How to get to Hypocrite Street? Follow the Big Byrd
By MARY JO MELONE
Published May 11, 2003
Who could blame Johnnie Byrd? The man he watched succumb to Alzheimer's disease was hardly the man Byrd knew to call his dad.
Who could blame Johnnie Byrd? From one end of the state to the other, thousands of Floridians know what he knows, have endured what he's endured, have lost what he lost.
The difference between Byrd and everybody else touched by Alzheimer's was that Byrd could do something about it. As speaker of the state House, he could do a lot.
So Byrd, R-Plant City, pushed a law through the Legislature last year to create a center at the University of South Florida that would do nothing but study the disease. He named it for his father. This year, he wants $45-million of your money to get the center up and running.
Funny, how it goes. Johnnie Byrd is an unabashed ideologue of the most conservative stripe. He wants government out of the lives of people. He wants it spending less and less, not more and more.
He wants this so much he has brought the state's budget-making process to a halt. His thinking is so extreme he is often called a libertarian. But by the standards of libertarianism, the Alzheimer's center is a big, fat government-sponsored boondoggle at a government-run university.
I guess I forgot to read the fine print.
There is apparently an exclusion in the Byrd approach to government. If Byrd wants it, it's not a waste.
The Legislature goes into special session Monday. The House and Senate will try to do what it could not do before as Big Byrd - as he is sometimes called in Tallahassee - tromped around chanting his less-government-less-government mantra.
This is how broke Florida is. Even though the Senate is run by Republicans, too, men and women who got elected on a platform of strict fiscal conservativism, the Senate wants new taxes.
But Byrd has the House goose-stepping behind him in the opposite direction. He appears to listen to nobody but the voices in his head, the ones that say no new taxes, no new taxes, no new taxes, and that's that.
The chairman of the Senate appropriations committee, Ken Pruitt, R-Port St. Lucie, compared Byrd to Newt Gingrich, the radical Republican who galvanized his party in the U.S. House of Representatives but who was eventually ousted by his own colleagues. "It didn't work in Congress, and it won't work here," Pruitt said last week.
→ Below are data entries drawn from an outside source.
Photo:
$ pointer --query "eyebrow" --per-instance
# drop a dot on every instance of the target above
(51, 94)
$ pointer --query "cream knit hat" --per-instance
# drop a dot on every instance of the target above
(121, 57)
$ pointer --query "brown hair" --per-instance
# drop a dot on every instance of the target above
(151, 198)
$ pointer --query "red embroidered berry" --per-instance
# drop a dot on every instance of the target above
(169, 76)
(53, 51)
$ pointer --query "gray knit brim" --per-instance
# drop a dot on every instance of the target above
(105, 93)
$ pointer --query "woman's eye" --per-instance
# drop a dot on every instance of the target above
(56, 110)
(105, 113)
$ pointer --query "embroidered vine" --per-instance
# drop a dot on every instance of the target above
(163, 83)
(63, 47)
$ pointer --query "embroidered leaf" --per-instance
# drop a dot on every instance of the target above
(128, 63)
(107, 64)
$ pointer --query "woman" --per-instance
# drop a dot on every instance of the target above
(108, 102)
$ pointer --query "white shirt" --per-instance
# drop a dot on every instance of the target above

But it might work for Johnnie Byrd, who is widely believed to be planning a run for Congress or the U.S. Senate next year. I can see the TV campaign commercial already. Byrd will be filmed by the bay's edge or in front of the flag as an announcer intones that he didn't raise your taxes and that he looked out for the sick and the elderly.
What this means is every step Big Byrd takes is not just calculated to fit his narrow ideology but also his ambition.
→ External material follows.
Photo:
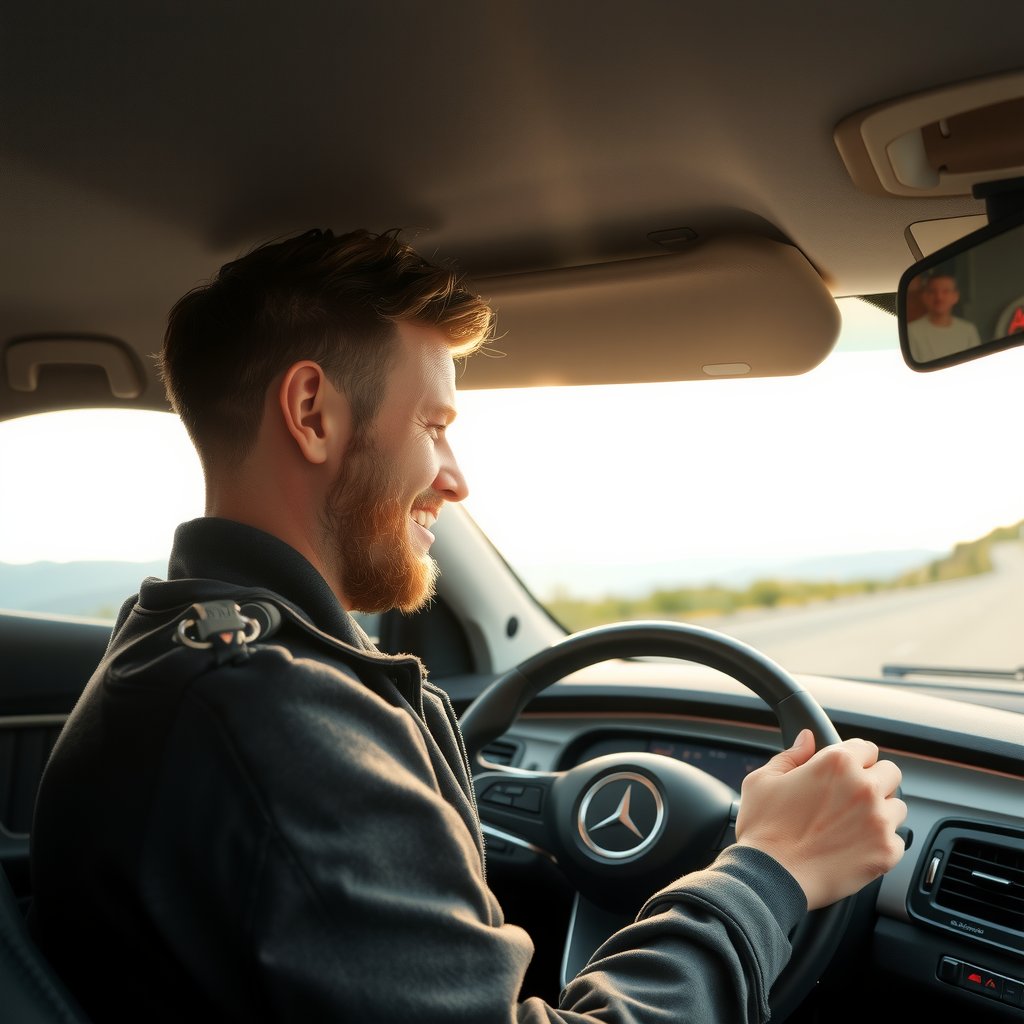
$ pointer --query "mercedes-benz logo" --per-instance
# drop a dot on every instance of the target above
(621, 815)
I thought at first that he might be so extreme in his thinking that he would scare off voters. But voters swallow this less-government, less-taxes swill every time. It's only later, when we open the package, that we see what we bought, that we are overcome by buyer's remorse.
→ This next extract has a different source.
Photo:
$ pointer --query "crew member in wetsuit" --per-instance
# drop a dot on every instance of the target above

Where were we, we wonder, when the state decides to stop paying the medical bills for thousands who would otherwise die? Where were we when they whacked away at school and university budgets? Where were we when Johnnie Byrd tried to slip through his Alzheimer's project, complete with a board of trustees studded, not with Alzheimer's experts, but his friends?
There's a lesson to be gleaned here. Be careful who you vote for. You might get Big Byrd, narrow-minded, striving and hypocritical, minus only the huge, flopping feet.